Policja pod nadzorem prokuratury zajmie się sprawą zanieczyszczenia wody w części Bielska-Białej. Teraz można już z niej korzystać na terenie całego miasta. W związku z tym tamtejszy inspektor sanitarny odwołał wprowadzony w czwartek zakaz spożywania wody.

REKLAMA
Zdjęcie ilustracyjne

Awarię stwierdzono w środę. Przez cały ten czas pobierano próbki do badań.

Specjalistyczne laboratorium w Lędzinach badało próbki wody z 15 miejsc. Zanieczyszczenie stwierdzono w czterech. To, co wykryto to styren, który może powodować nieprzyjemny zapach. A właśnie na zapach oraz zmienione zabarwienie wody mieszkańcy w części Bielska-Białej zaczęli się skarżyć w minioną środę.

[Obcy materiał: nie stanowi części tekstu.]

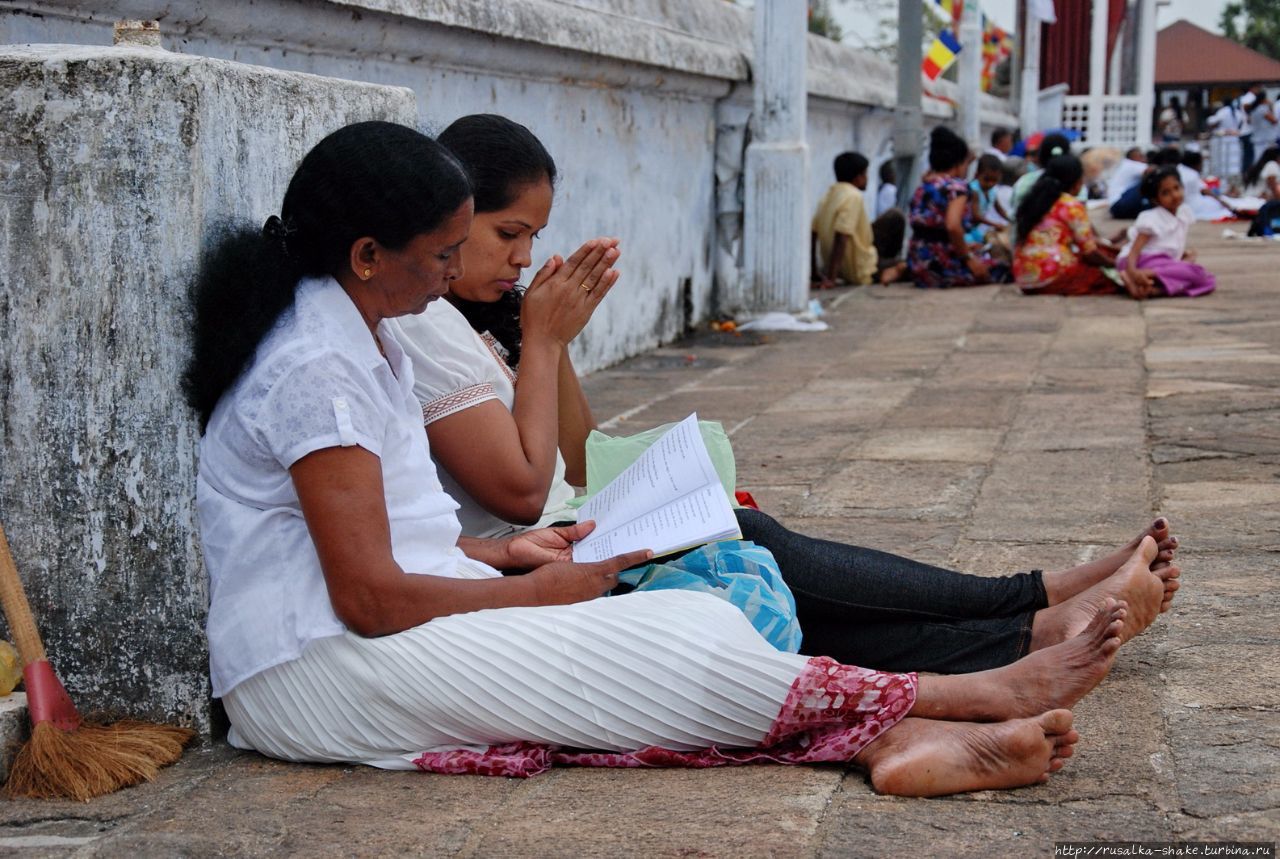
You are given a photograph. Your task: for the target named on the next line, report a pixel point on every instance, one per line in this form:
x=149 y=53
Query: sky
x=1205 y=13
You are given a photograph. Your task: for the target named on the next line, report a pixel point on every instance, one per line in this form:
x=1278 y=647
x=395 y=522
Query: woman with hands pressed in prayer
x=350 y=621
x=855 y=604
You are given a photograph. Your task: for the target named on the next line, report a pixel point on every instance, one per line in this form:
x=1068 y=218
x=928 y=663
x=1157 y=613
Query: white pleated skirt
x=668 y=668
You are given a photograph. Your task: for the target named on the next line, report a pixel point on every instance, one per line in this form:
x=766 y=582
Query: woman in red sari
x=1057 y=251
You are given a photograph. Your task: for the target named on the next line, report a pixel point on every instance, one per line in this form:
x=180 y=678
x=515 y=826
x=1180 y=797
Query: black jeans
x=876 y=610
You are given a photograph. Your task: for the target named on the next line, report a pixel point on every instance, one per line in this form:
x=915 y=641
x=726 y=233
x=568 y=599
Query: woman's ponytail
x=370 y=179
x=1059 y=177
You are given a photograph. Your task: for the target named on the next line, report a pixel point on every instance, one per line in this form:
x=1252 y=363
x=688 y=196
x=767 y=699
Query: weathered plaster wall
x=626 y=94
x=114 y=165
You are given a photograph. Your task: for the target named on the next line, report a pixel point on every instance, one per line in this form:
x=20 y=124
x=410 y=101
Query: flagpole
x=970 y=73
x=908 y=118
x=1028 y=110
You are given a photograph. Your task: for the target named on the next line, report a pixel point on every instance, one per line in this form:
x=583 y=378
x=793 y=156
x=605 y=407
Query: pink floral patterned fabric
x=831 y=713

Pierwsze takie zgłoszenia odebrano niedługo po tym, jak uruchomiono poddaną renowacji magistralę w Wapienicy.

Ostatnie zgłoszenie od zaniepokojonych mieszkańców było w piątek. Jeśli kogoś w ostatnich dniach nie było w domu, to miejskie służby zalecają, aby po powrocie przez pewien czas zostawić odkręcone kurki - zarówno z zimną, jak i ciepłą wodą. Gdyby niepokojący zapach nie ustępował - sprawę należy zgłosić.

Co ważne, do tej pory do bielskiego sanepidu - ani ze szpitali ani od lekarzy pierwszego kontaktu - nie wpłynęło żadne zgłoszenie o ewentualnym zatruciu wodą.